However, my version 3 (x ^ aes(k, x)) is like schema 3 (Matyas-Meyer-
Oseas) from the paper, right? According the the table it's secure and
it's faster then version 2.

According to what's written in paragraph "permutation attack" on page
3, x ^ encrypt(k, x) is a one-way function; no reason for this is
given.

From: Francois Grieu on 15 Jun 2010 02:54

On 14/06/2010 19:32, Tom St Denis wrote:
> On Jun 14, 1:24 pm, Paul Rubin wrote:
>> Maaartin <grajcar1(a)seznam.cz> writes:
>>> I wonder if there's a more efficient way to compute a hash when I
>>> know, that all messages are of given length, say 16 bytes. I need
>>> only
>>> (first) preimage resistance, nothing more. I'd like somebody to
>>> comment on the following possibilities:
(..)
>>> 2. Compute x ^ aes(x, x). I don't know if this is faster then
>>> computing md5(x) and have no idea how secure it is.
>>
>> If AES is an ideal cipher, this should be ok. Assuming only that
>> AES is a PRP, though I don't see a way to turn a break against it
>> into a break against AES.
>
> There was a eurocrypt paper that surveyed 64 permutations of turning
> a cipher into a hash.
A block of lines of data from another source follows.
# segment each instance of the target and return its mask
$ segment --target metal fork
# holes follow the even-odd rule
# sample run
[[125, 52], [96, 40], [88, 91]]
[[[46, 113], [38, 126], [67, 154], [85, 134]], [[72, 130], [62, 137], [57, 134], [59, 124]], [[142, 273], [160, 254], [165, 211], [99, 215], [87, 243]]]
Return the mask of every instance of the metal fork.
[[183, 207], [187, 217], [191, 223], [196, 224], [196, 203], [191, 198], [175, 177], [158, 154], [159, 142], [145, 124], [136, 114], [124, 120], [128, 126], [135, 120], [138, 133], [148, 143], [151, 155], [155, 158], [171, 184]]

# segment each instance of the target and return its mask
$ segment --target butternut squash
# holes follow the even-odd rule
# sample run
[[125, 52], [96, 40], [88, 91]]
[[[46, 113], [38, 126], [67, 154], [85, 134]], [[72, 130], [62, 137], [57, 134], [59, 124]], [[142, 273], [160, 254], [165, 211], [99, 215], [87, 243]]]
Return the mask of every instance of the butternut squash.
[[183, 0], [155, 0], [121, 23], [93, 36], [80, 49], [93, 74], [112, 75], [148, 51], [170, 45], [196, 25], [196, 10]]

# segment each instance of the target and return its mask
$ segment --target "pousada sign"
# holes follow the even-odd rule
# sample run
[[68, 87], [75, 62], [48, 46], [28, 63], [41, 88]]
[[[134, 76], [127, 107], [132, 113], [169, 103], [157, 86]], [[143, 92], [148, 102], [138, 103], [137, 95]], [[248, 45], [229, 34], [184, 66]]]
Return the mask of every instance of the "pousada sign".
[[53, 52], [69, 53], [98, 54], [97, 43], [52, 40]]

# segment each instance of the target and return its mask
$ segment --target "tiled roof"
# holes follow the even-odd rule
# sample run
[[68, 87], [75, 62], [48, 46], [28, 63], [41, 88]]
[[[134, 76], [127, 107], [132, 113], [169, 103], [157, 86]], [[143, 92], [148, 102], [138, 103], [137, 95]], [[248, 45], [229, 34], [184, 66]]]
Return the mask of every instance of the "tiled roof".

Of all of them but 16 are trivially weak, of
> those I think only a few are ideally strong [assuming a good PRP]. I
> totally forget the year or authors or title ... but it's in the 90s
> somewhere iirc.
>
> AFAIK S = x xor cipher_x(x) is not one of the secure hash functions.

then

> Found it:
<http://www.cosic.esat.kuleuven.be/publications/article-48.ps>

"Hash functions based on block ciphers: a synthetic approach"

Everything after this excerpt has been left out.